Van de Sluis liep naar Hugo’s slaapzaal. Daar waren ze al in beweging gekomen. ‘Morgen voor het ontbijt melden jullie je allemaal bij mij,’ hoorde Sanne Van de Sluis zeggen. ‘En nu opgedonderd! Ik wil niets meer horen!’

Met Moniques arm om zich heen liep Sanne naar haar bed.

Ze voelde zich akelig. Monique stopte haar als een klein kind in bed.

‘Ga nou maar lekker slapen,’ fluisterde ze, ‘en trek je maar niets aan van Van de Sluis. We hebben toch een prima avond gehad?! Welterusten!’

Maar Sanne kon niet slapen. Monique had misschien een prima avond gehad. Zij niet. Ze had het bedorven voor de anderen. Ze schaamde zich dood. Monique… Monique…

Sanne zag Monique voor zich zoals ze bij het raam had gestaan met Hugo.

Als ik Hugo was …Ik wou dat ik Hugo was… Met Monique zou ik bet wel willen. Geen Boudewijn. Nee, geen Boudewijn.

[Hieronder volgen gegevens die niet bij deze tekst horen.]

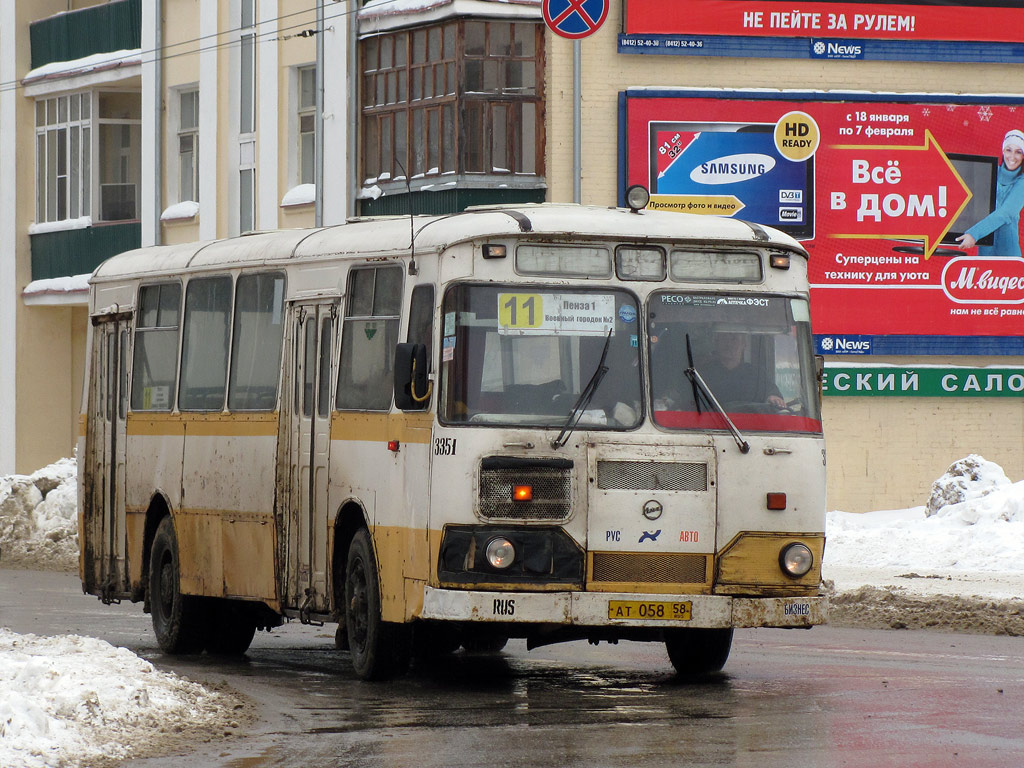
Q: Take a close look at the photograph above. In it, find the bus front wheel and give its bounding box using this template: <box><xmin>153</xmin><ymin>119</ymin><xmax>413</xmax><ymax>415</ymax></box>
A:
<box><xmin>150</xmin><ymin>515</ymin><xmax>205</xmax><ymax>654</ymax></box>
<box><xmin>345</xmin><ymin>528</ymin><xmax>412</xmax><ymax>680</ymax></box>
<box><xmin>665</xmin><ymin>627</ymin><xmax>732</xmax><ymax>678</ymax></box>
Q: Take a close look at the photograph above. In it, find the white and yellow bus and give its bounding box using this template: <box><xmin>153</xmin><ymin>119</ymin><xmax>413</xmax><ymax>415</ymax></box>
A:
<box><xmin>79</xmin><ymin>204</ymin><xmax>827</xmax><ymax>679</ymax></box>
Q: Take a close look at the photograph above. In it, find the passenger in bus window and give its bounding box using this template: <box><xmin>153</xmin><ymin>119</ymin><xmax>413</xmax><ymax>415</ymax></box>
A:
<box><xmin>695</xmin><ymin>331</ymin><xmax>785</xmax><ymax>409</ymax></box>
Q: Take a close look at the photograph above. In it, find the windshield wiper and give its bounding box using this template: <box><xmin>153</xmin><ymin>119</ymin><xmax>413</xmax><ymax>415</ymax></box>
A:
<box><xmin>551</xmin><ymin>328</ymin><xmax>611</xmax><ymax>449</ymax></box>
<box><xmin>685</xmin><ymin>334</ymin><xmax>751</xmax><ymax>454</ymax></box>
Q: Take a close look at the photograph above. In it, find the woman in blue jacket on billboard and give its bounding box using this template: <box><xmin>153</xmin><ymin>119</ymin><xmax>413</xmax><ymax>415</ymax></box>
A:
<box><xmin>956</xmin><ymin>130</ymin><xmax>1024</xmax><ymax>258</ymax></box>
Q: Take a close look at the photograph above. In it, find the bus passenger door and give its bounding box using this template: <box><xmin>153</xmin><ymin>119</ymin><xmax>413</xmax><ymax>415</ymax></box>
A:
<box><xmin>288</xmin><ymin>303</ymin><xmax>338</xmax><ymax>621</ymax></box>
<box><xmin>83</xmin><ymin>313</ymin><xmax>130</xmax><ymax>602</ymax></box>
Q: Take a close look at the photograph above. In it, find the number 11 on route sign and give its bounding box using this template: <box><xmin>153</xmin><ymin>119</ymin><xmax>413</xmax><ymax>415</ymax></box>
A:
<box><xmin>544</xmin><ymin>0</ymin><xmax>608</xmax><ymax>40</ymax></box>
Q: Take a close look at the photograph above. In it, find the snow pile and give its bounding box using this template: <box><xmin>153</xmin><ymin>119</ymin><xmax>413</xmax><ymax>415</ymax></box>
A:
<box><xmin>926</xmin><ymin>454</ymin><xmax>1010</xmax><ymax>517</ymax></box>
<box><xmin>281</xmin><ymin>184</ymin><xmax>316</xmax><ymax>208</ymax></box>
<box><xmin>0</xmin><ymin>459</ymin><xmax>78</xmax><ymax>573</ymax></box>
<box><xmin>824</xmin><ymin>456</ymin><xmax>1024</xmax><ymax>583</ymax></box>
<box><xmin>0</xmin><ymin>629</ymin><xmax>244</xmax><ymax>768</ymax></box>
<box><xmin>160</xmin><ymin>200</ymin><xmax>199</xmax><ymax>221</ymax></box>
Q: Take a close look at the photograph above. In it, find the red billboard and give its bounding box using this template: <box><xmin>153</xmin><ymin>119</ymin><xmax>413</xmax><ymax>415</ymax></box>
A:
<box><xmin>624</xmin><ymin>0</ymin><xmax>1024</xmax><ymax>42</ymax></box>
<box><xmin>622</xmin><ymin>90</ymin><xmax>1024</xmax><ymax>336</ymax></box>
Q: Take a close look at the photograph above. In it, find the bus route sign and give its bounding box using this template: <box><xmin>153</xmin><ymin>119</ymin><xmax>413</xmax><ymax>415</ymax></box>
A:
<box><xmin>544</xmin><ymin>0</ymin><xmax>608</xmax><ymax>40</ymax></box>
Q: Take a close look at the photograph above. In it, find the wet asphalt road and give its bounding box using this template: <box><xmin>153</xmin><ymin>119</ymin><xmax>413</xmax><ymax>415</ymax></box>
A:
<box><xmin>0</xmin><ymin>570</ymin><xmax>1024</xmax><ymax>768</ymax></box>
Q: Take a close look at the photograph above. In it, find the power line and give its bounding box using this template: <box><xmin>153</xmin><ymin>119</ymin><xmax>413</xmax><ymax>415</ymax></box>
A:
<box><xmin>0</xmin><ymin>0</ymin><xmax>407</xmax><ymax>93</ymax></box>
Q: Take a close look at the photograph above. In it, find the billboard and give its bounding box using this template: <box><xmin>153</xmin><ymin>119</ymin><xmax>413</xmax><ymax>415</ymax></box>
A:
<box><xmin>624</xmin><ymin>0</ymin><xmax>1024</xmax><ymax>42</ymax></box>
<box><xmin>621</xmin><ymin>89</ymin><xmax>1024</xmax><ymax>337</ymax></box>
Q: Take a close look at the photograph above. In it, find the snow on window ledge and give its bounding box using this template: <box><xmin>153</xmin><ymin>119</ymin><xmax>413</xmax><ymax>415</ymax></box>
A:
<box><xmin>22</xmin><ymin>273</ymin><xmax>92</xmax><ymax>305</ymax></box>
<box><xmin>29</xmin><ymin>216</ymin><xmax>92</xmax><ymax>234</ymax></box>
<box><xmin>160</xmin><ymin>200</ymin><xmax>199</xmax><ymax>221</ymax></box>
<box><xmin>22</xmin><ymin>48</ymin><xmax>142</xmax><ymax>84</ymax></box>
<box><xmin>281</xmin><ymin>184</ymin><xmax>316</xmax><ymax>208</ymax></box>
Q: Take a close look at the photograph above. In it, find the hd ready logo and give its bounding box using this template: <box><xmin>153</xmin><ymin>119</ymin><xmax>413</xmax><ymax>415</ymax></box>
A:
<box><xmin>814</xmin><ymin>335</ymin><xmax>871</xmax><ymax>354</ymax></box>
<box><xmin>811</xmin><ymin>40</ymin><xmax>864</xmax><ymax>58</ymax></box>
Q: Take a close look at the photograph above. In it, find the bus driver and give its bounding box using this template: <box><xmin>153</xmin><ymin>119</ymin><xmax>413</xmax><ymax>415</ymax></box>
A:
<box><xmin>696</xmin><ymin>331</ymin><xmax>786</xmax><ymax>409</ymax></box>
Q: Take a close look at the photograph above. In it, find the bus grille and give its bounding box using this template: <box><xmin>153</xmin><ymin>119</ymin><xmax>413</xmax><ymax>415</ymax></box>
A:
<box><xmin>480</xmin><ymin>467</ymin><xmax>572</xmax><ymax>520</ymax></box>
<box><xmin>597</xmin><ymin>461</ymin><xmax>708</xmax><ymax>490</ymax></box>
<box><xmin>591</xmin><ymin>552</ymin><xmax>708</xmax><ymax>584</ymax></box>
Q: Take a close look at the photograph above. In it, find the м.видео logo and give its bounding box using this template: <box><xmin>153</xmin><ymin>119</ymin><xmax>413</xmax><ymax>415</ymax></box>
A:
<box><xmin>942</xmin><ymin>256</ymin><xmax>1024</xmax><ymax>304</ymax></box>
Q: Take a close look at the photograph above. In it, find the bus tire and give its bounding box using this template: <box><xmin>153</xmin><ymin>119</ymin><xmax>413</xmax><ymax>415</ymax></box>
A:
<box><xmin>150</xmin><ymin>515</ymin><xmax>206</xmax><ymax>654</ymax></box>
<box><xmin>665</xmin><ymin>627</ymin><xmax>732</xmax><ymax>678</ymax></box>
<box><xmin>345</xmin><ymin>528</ymin><xmax>412</xmax><ymax>680</ymax></box>
<box><xmin>206</xmin><ymin>600</ymin><xmax>256</xmax><ymax>656</ymax></box>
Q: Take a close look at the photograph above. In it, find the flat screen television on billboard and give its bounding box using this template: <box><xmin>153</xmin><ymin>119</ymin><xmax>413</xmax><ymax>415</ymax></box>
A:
<box><xmin>893</xmin><ymin>152</ymin><xmax>999</xmax><ymax>256</ymax></box>
<box><xmin>649</xmin><ymin>121</ymin><xmax>814</xmax><ymax>240</ymax></box>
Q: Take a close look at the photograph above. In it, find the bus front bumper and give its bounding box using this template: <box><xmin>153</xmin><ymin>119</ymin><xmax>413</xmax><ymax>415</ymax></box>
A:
<box><xmin>420</xmin><ymin>587</ymin><xmax>828</xmax><ymax>628</ymax></box>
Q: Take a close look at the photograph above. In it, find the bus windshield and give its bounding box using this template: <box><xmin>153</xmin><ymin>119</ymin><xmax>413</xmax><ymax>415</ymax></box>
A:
<box><xmin>648</xmin><ymin>292</ymin><xmax>821</xmax><ymax>432</ymax></box>
<box><xmin>440</xmin><ymin>284</ymin><xmax>643</xmax><ymax>429</ymax></box>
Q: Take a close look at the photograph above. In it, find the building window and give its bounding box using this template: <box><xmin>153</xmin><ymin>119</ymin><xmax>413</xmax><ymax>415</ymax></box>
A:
<box><xmin>360</xmin><ymin>19</ymin><xmax>544</xmax><ymax>183</ymax></box>
<box><xmin>239</xmin><ymin>168</ymin><xmax>256</xmax><ymax>232</ymax></box>
<box><xmin>98</xmin><ymin>92</ymin><xmax>142</xmax><ymax>221</ymax></box>
<box><xmin>36</xmin><ymin>92</ymin><xmax>92</xmax><ymax>222</ymax></box>
<box><xmin>36</xmin><ymin>91</ymin><xmax>142</xmax><ymax>223</ymax></box>
<box><xmin>178</xmin><ymin>89</ymin><xmax>199</xmax><ymax>203</ymax></box>
<box><xmin>298</xmin><ymin>67</ymin><xmax>316</xmax><ymax>184</ymax></box>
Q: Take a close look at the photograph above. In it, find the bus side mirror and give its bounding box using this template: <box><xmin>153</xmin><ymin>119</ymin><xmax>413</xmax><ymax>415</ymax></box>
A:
<box><xmin>394</xmin><ymin>343</ymin><xmax>433</xmax><ymax>411</ymax></box>
<box><xmin>814</xmin><ymin>354</ymin><xmax>825</xmax><ymax>406</ymax></box>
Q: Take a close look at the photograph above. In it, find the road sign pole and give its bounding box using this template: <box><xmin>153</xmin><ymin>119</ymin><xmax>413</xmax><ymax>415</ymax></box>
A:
<box><xmin>572</xmin><ymin>40</ymin><xmax>583</xmax><ymax>204</ymax></box>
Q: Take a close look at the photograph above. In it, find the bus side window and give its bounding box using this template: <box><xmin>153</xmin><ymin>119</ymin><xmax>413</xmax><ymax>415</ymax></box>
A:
<box><xmin>227</xmin><ymin>272</ymin><xmax>285</xmax><ymax>411</ymax></box>
<box><xmin>406</xmin><ymin>285</ymin><xmax>434</xmax><ymax>371</ymax></box>
<box><xmin>131</xmin><ymin>283</ymin><xmax>181</xmax><ymax>411</ymax></box>
<box><xmin>337</xmin><ymin>266</ymin><xmax>402</xmax><ymax>411</ymax></box>
<box><xmin>178</xmin><ymin>275</ymin><xmax>231</xmax><ymax>411</ymax></box>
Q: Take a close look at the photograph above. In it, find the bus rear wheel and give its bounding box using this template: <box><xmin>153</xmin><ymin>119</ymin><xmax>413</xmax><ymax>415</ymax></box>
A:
<box><xmin>345</xmin><ymin>528</ymin><xmax>412</xmax><ymax>680</ymax></box>
<box><xmin>150</xmin><ymin>515</ymin><xmax>206</xmax><ymax>654</ymax></box>
<box><xmin>665</xmin><ymin>627</ymin><xmax>732</xmax><ymax>678</ymax></box>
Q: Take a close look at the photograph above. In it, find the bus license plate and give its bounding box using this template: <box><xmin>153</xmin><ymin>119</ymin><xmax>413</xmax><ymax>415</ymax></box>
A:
<box><xmin>608</xmin><ymin>600</ymin><xmax>693</xmax><ymax>622</ymax></box>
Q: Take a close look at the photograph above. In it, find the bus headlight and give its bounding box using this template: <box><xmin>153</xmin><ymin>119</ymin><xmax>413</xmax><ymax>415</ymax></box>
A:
<box><xmin>484</xmin><ymin>537</ymin><xmax>515</xmax><ymax>568</ymax></box>
<box><xmin>778</xmin><ymin>543</ymin><xmax>814</xmax><ymax>577</ymax></box>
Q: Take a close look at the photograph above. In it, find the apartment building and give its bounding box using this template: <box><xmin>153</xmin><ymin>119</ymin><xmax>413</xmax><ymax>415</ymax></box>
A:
<box><xmin>0</xmin><ymin>0</ymin><xmax>1024</xmax><ymax>518</ymax></box>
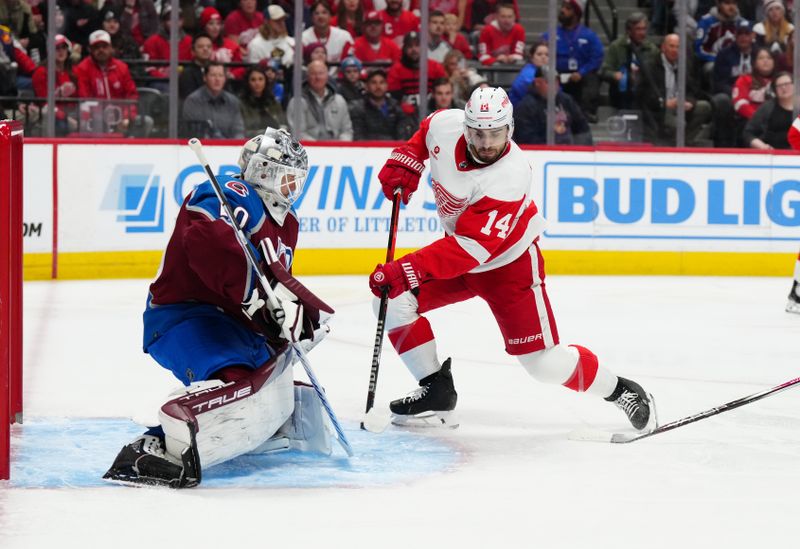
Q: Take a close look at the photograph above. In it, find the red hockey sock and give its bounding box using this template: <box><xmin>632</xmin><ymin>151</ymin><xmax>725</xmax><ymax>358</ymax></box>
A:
<box><xmin>564</xmin><ymin>345</ymin><xmax>597</xmax><ymax>393</ymax></box>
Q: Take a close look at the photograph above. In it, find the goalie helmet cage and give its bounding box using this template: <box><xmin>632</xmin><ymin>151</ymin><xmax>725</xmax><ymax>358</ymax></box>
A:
<box><xmin>0</xmin><ymin>120</ymin><xmax>23</xmax><ymax>480</ymax></box>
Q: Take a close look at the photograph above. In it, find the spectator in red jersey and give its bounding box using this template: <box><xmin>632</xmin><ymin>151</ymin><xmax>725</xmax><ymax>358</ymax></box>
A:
<box><xmin>100</xmin><ymin>9</ymin><xmax>142</xmax><ymax>65</ymax></box>
<box><xmin>444</xmin><ymin>13</ymin><xmax>475</xmax><ymax>59</ymax></box>
<box><xmin>428</xmin><ymin>11</ymin><xmax>453</xmax><ymax>63</ymax></box>
<box><xmin>387</xmin><ymin>32</ymin><xmax>447</xmax><ymax>114</ymax></box>
<box><xmin>346</xmin><ymin>11</ymin><xmax>401</xmax><ymax>63</ymax></box>
<box><xmin>178</xmin><ymin>7</ymin><xmax>245</xmax><ymax>79</ymax></box>
<box><xmin>733</xmin><ymin>47</ymin><xmax>775</xmax><ymax>120</ymax></box>
<box><xmin>303</xmin><ymin>0</ymin><xmax>353</xmax><ymax>63</ymax></box>
<box><xmin>381</xmin><ymin>0</ymin><xmax>419</xmax><ymax>45</ymax></box>
<box><xmin>75</xmin><ymin>30</ymin><xmax>139</xmax><ymax>134</ymax></box>
<box><xmin>100</xmin><ymin>0</ymin><xmax>158</xmax><ymax>46</ymax></box>
<box><xmin>223</xmin><ymin>0</ymin><xmax>264</xmax><ymax>46</ymax></box>
<box><xmin>247</xmin><ymin>4</ymin><xmax>294</xmax><ymax>67</ymax></box>
<box><xmin>142</xmin><ymin>4</ymin><xmax>187</xmax><ymax>85</ymax></box>
<box><xmin>27</xmin><ymin>34</ymin><xmax>78</xmax><ymax>136</ymax></box>
<box><xmin>331</xmin><ymin>0</ymin><xmax>364</xmax><ymax>38</ymax></box>
<box><xmin>478</xmin><ymin>4</ymin><xmax>525</xmax><ymax>65</ymax></box>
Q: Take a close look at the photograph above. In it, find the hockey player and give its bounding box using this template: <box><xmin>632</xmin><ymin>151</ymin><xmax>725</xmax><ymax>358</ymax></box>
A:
<box><xmin>103</xmin><ymin>128</ymin><xmax>333</xmax><ymax>488</ymax></box>
<box><xmin>786</xmin><ymin>116</ymin><xmax>800</xmax><ymax>314</ymax></box>
<box><xmin>369</xmin><ymin>88</ymin><xmax>655</xmax><ymax>430</ymax></box>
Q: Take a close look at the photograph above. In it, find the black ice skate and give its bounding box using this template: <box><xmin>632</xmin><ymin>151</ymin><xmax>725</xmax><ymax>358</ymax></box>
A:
<box><xmin>103</xmin><ymin>428</ymin><xmax>200</xmax><ymax>488</ymax></box>
<box><xmin>786</xmin><ymin>280</ymin><xmax>800</xmax><ymax>314</ymax></box>
<box><xmin>606</xmin><ymin>377</ymin><xmax>658</xmax><ymax>431</ymax></box>
<box><xmin>389</xmin><ymin>358</ymin><xmax>458</xmax><ymax>428</ymax></box>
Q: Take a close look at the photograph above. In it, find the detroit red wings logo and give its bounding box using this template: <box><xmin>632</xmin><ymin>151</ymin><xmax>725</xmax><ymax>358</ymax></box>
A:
<box><xmin>431</xmin><ymin>179</ymin><xmax>468</xmax><ymax>217</ymax></box>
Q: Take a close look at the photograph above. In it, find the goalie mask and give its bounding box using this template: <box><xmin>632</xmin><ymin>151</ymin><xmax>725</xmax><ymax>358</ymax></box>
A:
<box><xmin>464</xmin><ymin>88</ymin><xmax>514</xmax><ymax>163</ymax></box>
<box><xmin>239</xmin><ymin>128</ymin><xmax>308</xmax><ymax>225</ymax></box>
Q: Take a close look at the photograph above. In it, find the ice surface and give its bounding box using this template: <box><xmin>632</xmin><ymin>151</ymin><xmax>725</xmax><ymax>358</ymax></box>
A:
<box><xmin>0</xmin><ymin>276</ymin><xmax>800</xmax><ymax>549</ymax></box>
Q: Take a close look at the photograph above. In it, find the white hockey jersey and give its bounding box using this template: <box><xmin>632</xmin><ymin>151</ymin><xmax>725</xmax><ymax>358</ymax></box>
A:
<box><xmin>403</xmin><ymin>109</ymin><xmax>544</xmax><ymax>279</ymax></box>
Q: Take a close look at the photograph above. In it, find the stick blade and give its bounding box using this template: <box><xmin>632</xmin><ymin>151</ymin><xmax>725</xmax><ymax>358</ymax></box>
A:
<box><xmin>361</xmin><ymin>408</ymin><xmax>392</xmax><ymax>433</ymax></box>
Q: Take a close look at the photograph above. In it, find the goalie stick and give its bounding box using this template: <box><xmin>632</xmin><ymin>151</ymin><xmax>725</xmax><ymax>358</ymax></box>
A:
<box><xmin>570</xmin><ymin>377</ymin><xmax>800</xmax><ymax>444</ymax></box>
<box><xmin>189</xmin><ymin>138</ymin><xmax>353</xmax><ymax>457</ymax></box>
<box><xmin>361</xmin><ymin>187</ymin><xmax>401</xmax><ymax>433</ymax></box>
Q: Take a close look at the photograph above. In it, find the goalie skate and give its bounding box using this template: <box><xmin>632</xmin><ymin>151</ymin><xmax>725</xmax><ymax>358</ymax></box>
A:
<box><xmin>606</xmin><ymin>377</ymin><xmax>658</xmax><ymax>432</ymax></box>
<box><xmin>786</xmin><ymin>281</ymin><xmax>800</xmax><ymax>314</ymax></box>
<box><xmin>389</xmin><ymin>358</ymin><xmax>458</xmax><ymax>428</ymax></box>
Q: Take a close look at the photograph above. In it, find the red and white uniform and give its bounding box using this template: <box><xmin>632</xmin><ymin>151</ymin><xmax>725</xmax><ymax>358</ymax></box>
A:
<box><xmin>478</xmin><ymin>21</ymin><xmax>525</xmax><ymax>65</ymax></box>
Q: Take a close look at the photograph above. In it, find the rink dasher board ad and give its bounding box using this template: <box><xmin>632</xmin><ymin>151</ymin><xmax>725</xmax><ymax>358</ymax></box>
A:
<box><xmin>17</xmin><ymin>141</ymin><xmax>800</xmax><ymax>278</ymax></box>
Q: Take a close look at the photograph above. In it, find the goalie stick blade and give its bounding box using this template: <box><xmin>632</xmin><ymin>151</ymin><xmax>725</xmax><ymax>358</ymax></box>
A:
<box><xmin>361</xmin><ymin>408</ymin><xmax>392</xmax><ymax>433</ymax></box>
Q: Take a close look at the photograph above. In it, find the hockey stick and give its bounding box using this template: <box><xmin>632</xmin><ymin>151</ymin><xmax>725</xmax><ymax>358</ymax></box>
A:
<box><xmin>573</xmin><ymin>377</ymin><xmax>800</xmax><ymax>444</ymax></box>
<box><xmin>361</xmin><ymin>187</ymin><xmax>400</xmax><ymax>433</ymax></box>
<box><xmin>189</xmin><ymin>138</ymin><xmax>353</xmax><ymax>457</ymax></box>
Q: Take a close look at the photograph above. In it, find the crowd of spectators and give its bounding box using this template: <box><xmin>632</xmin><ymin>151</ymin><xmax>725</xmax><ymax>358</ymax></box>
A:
<box><xmin>0</xmin><ymin>0</ymin><xmax>796</xmax><ymax>149</ymax></box>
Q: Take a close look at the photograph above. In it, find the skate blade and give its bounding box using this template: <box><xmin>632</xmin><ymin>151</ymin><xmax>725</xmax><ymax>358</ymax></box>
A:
<box><xmin>392</xmin><ymin>411</ymin><xmax>459</xmax><ymax>429</ymax></box>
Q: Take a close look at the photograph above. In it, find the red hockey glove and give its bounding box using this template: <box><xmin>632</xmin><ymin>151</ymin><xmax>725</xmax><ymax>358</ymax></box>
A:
<box><xmin>369</xmin><ymin>256</ymin><xmax>422</xmax><ymax>299</ymax></box>
<box><xmin>378</xmin><ymin>147</ymin><xmax>425</xmax><ymax>204</ymax></box>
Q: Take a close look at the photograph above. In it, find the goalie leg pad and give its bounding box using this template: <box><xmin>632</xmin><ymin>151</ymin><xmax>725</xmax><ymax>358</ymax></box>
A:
<box><xmin>159</xmin><ymin>348</ymin><xmax>294</xmax><ymax>468</ymax></box>
<box><xmin>254</xmin><ymin>382</ymin><xmax>333</xmax><ymax>456</ymax></box>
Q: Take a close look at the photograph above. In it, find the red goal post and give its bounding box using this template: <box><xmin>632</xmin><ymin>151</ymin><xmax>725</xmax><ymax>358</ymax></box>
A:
<box><xmin>0</xmin><ymin>120</ymin><xmax>22</xmax><ymax>480</ymax></box>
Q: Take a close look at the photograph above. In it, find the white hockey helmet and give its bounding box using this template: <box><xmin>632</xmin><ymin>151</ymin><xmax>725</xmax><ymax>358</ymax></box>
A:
<box><xmin>464</xmin><ymin>88</ymin><xmax>514</xmax><ymax>143</ymax></box>
<box><xmin>239</xmin><ymin>128</ymin><xmax>308</xmax><ymax>213</ymax></box>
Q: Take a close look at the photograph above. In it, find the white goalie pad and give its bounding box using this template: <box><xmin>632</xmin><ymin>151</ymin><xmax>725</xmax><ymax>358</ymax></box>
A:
<box><xmin>158</xmin><ymin>348</ymin><xmax>295</xmax><ymax>469</ymax></box>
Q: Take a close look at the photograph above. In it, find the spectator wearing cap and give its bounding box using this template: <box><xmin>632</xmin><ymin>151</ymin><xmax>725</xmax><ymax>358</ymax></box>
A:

Sanne zag het voor zich, zij en Monique, bij het raam…



De volgende morgen wilde Sanne niet opstaan. Eén voor één verdwenen alle meisjes van de slaapzaal. Barbara kwam vragen wat er aan de hand was. Sanne zei alleen dat ze zich nog ziek voelde. Toen het sein voor het ontbijt klonk, ging Barbara alleen naar beneden.

Sanne wilde Boudewijn niet zien. Ze wilde de groep van gisteravond niet onder ogen komen. Het was haar schuld dat ze betrapt waren. Ze zouden straf krijgen en dat had zij op haar geweten. Ze had hun avondje verpest. Bovendien had ze een knallende koppijn.

Er klonken voetstappen op de trap. De deur van de slaapzaal ging open.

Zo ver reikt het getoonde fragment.